An object of the present invention is to provide a method and an apparatus for warming high-pressure feed water heaters for power plants, which permits preventing the occurrence of an excessively high thermal stress in high-pressure feed water heaters when a power plant is started.

The present invention is directed to a method and an apparatus for warming high-pressure feed water heaters for power plants provided with a boiler having a circulation system, in which a part of high-temperature circulating feed water flowing in a circulation system is taken out therefrom to be introduced into a high-pressure feed water heater from the upstream side thereof and passed therethrough, whereby the feed water heater can be warmed during a period of time between an instant, at which the boiler is ignited, and an instant, at which the high-pressure feed water heater is put in practical use, and in which the occurrence of an excessively high thermal stress in the high-pressure feed water heater can be prevented.

FIG. 1 is a system diagram of a thermal power plant provided with a warming system for high-pressure feed water heaters embodying the present invention;

FIG. 2 is a graph showing variations in the temperature of feed water, number of revolutions per minute of a turbine, and a turbine load during a starting step for the power plant shown in FIG. 1; and

FIG. 3 is a graph showing a life consumption rate of the high-pressure feed water heater for the power plant shown in FIG. 1, per operational cycle of the power plant.

Referring now to the drawings, and, more particularly, to FIG. 1, the vapor practically used in a steam turbine 30 during a regular operation of the power plant is made more dense in a condenser 40 to turn into condensate, which is supplied to a deaerator 25 through a feed water system 51 by a condensing pump 35. The feed water system 51 is provided thereon with low-pressure feed water heaters 21, 22, with which the condensate is heated to be introduced into the deaerator 25. The condensate from the deaerator 25 is further compressed by a feed water pump 4 to be sent to high-pressure feed water heaters 1, 2, 3 provided on the portion of the feed water system 50 which extends between the deaerator 25 and a fuel economizer 8 in the boiler.
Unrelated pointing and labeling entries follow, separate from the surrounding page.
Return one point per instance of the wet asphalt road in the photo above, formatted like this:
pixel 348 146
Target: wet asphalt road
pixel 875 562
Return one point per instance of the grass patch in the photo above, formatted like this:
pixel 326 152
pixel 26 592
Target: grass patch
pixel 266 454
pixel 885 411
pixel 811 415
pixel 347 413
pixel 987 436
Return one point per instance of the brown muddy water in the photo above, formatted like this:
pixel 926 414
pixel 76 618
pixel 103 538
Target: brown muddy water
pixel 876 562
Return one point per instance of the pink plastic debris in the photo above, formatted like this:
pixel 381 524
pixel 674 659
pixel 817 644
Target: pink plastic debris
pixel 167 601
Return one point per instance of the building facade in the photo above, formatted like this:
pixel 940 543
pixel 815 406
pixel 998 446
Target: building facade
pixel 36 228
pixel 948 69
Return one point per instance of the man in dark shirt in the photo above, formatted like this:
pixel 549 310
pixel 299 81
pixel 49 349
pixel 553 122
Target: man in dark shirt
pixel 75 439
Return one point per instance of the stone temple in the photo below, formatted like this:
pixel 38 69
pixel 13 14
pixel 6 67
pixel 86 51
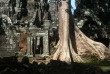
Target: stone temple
pixel 30 27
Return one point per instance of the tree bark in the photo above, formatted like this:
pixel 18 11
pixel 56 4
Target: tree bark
pixel 73 43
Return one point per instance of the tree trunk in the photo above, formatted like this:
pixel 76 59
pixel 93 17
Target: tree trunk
pixel 73 43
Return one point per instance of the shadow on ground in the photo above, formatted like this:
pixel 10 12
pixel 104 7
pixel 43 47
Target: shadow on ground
pixel 10 65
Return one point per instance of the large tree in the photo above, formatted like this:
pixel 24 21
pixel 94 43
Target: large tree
pixel 73 44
The condensate, the temperature of which has been increased by the high-pressure feed water heaters 1, 2, 3, is supplied as feed water to the boiler to the fuel economizer 8 in the boiler, a water wall 9, an air-water separator 10, a primary heater 13a, a secondary heater 13b, and a third heater 13c in the mentioned order. The condensate turns into heated vapor in the third heater 13c, which is introduced into a steam turbine 30. Pipes 61, 62, for extracting heated vapor from the steam turbine 30, are provided for the low-pressure feed water heaters 21, 22 positioned on the feed water system 50. Also, steam extraction pipes 72, 73, 74 extending from the steam turbine 30 are connected to the high-pressure feed water heaters 1, 2, 3.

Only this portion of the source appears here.